The Sword of Allah
July 9, 2010 8:47 PM
Muslims are moving en masse into Western Europe, aggressive legal front groups are attacking critics of Islam as "Islamophobic" bigots in the USA, advocates of Sharia law are pushing hard for their jurisprudence to be accepted as an alternative to the American rule of law, and money from our gasoline purchases is being used to fund mosques staffed by militant imams being built all over the Western world. Meanwhile, Obama, following Bush's lead, it trying to build a successful Islamic republic between Iran and India, in Afghanistan. These events and others have got me asking, "how did this all start?" I began exploring the history of the Arab Conquest, which took off the year of Muhammad's reported death, 632 C.E.
The core problem in exploring the Arab Conquest is that almost every existing document about it was written by the Arabs. The most basic of such documents, of course, is the Qur'an, whose key assumption is that there is only one god (called "The God" or Al-Lah), represented by Muhammad, his rasul. In English we often call Muhammad a "prophet" but "rasul" actually means the bearer of a message. In other words, the Qur'an is not a history book, but a message from the deity the Muslims consider to be the only one in existence.
There are scholars today who not only question the message of the Qur'an, they question when it was written, why it was written, who actually wrote it, and in fact, whether the Messenger Muhammad ever existed at all. Some even consider the Qur'an to be little more than a propaganda piece justifying Arab rule and keeping the conquered peoples under control.
However, there is absolutely no doubt that the Arabs conquered the Middle East, and then much of the rest of Eurasia and Africa, beginning in the 630's, by taking territory ruled by the Roman Empire (called Byzantine during that historical period) and the Persian Empire. The very first conquest away from the Arabian Peninsula was Iraq. It was a cakewalk.
Who was the conqueror? He has a name, and in fact he is buried in a mosque in Syria named after him. His name was Khalid, son of Walid. And so, I began my knowledge quest by learning about Khalid ibn Walid.
He could have blown it. If he had failed, Iraq, Iran, Pakistan, Turkey, and Indonesia would not be Muslim countries, and the Arabs might have even been a mostly Christian nation. (During Khalid's time, there were two Arab Christian peoples in northern Arabia, and one of Khalid's early military accomplishments was conquering them both.)

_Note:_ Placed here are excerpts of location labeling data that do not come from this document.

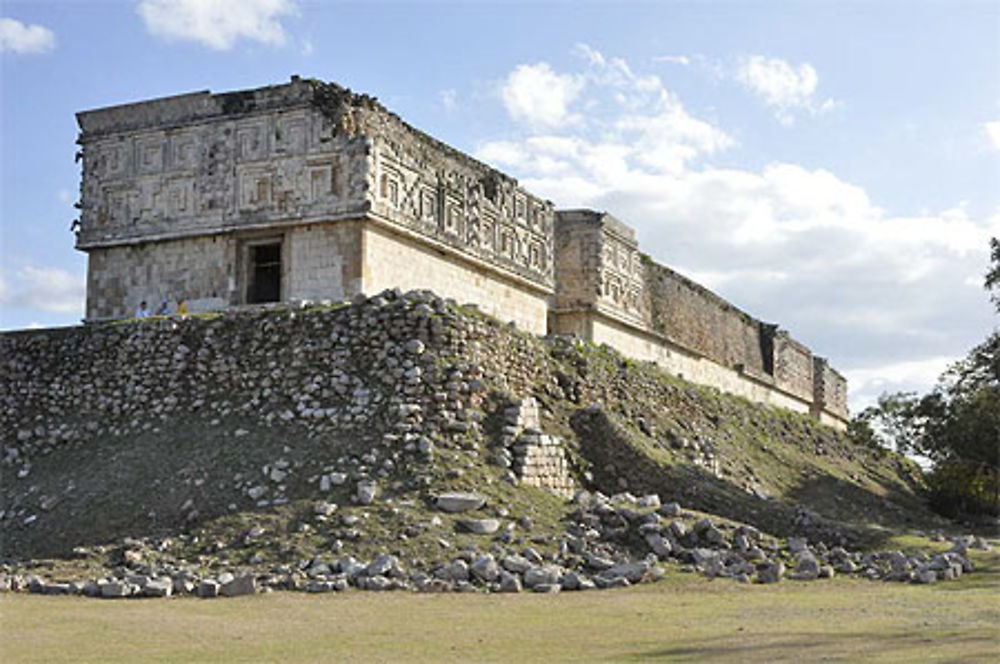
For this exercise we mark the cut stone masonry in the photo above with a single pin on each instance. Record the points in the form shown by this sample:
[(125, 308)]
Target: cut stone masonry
[(309, 192)]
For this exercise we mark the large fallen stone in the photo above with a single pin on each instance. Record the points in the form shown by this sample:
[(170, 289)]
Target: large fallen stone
[(634, 572), (479, 526), (366, 491), (159, 587), (115, 589), (208, 588), (459, 501), (240, 585), (545, 575)]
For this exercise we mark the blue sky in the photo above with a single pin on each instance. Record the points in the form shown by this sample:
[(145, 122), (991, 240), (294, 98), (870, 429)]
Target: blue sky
[(834, 167)]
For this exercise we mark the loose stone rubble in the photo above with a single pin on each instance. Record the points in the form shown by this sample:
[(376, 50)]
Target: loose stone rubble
[(392, 417), (597, 551)]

In other words, but for Khalid ibn Walid, or someone like him, militant Islam might never have had any kind of impact, if it existed at all, on the rest of the world.

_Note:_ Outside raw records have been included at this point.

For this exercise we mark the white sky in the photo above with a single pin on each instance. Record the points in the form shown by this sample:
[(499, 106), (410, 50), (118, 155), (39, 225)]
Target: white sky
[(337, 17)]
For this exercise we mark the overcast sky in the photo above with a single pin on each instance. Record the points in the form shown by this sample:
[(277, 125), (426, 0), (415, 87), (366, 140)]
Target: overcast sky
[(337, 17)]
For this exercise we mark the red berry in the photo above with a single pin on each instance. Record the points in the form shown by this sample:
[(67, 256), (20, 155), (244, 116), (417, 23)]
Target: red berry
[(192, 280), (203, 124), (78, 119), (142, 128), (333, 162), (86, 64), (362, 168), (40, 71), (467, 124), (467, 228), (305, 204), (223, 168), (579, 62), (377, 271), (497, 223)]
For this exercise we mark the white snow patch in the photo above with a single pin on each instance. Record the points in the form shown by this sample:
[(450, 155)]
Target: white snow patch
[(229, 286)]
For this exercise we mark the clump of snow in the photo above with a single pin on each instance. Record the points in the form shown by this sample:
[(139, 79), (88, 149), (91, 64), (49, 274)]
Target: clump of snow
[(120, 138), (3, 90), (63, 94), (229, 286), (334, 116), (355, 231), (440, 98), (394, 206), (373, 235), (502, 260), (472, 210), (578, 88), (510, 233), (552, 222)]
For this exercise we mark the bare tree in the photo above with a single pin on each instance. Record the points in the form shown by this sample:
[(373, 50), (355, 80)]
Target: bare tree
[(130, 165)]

Khalid ibn Walid had a nickname, "the Sword of Allah," which he won in an early battle in a place called Mu'tah, now in Jordan. His enemy was one of the Christian Arab peoples described above, then under the protection of the Roman Empire. Khalid did not win the battle, but he prevented a total rout, which may well have given rise to the idea that the Byzantine Romans were weak and could be conquered. Some time later, Khalid was instrumental in the Arab conquest of northern Syria, where his bones now lie. Before that, however, he was the leader of the conquest of the rest of Arabia by Muhammad's faction, including the Yemen towns of the south, and even Mecca, where Muhammad had outworn his welcome.
After Muhammad's death, Khalid ibn Walid went on to conquer the fertile plains of Iraq west of the mountains of Iran, before he was reassigned to lead the battle against the Romans in Syria. Seen as a threat, he was later relieved of his command by the second successor to Muhammad.
Khalid ibn Walid was quite a guy. In my opinion, anyone who has concern with the Bolshevik hijacking of the White House and Congress should not only learn the history of Communism, but the history of the Arab Conquest too, which was led by bold and ruthless men like Khalid who easily hijacked empires that had gone soft.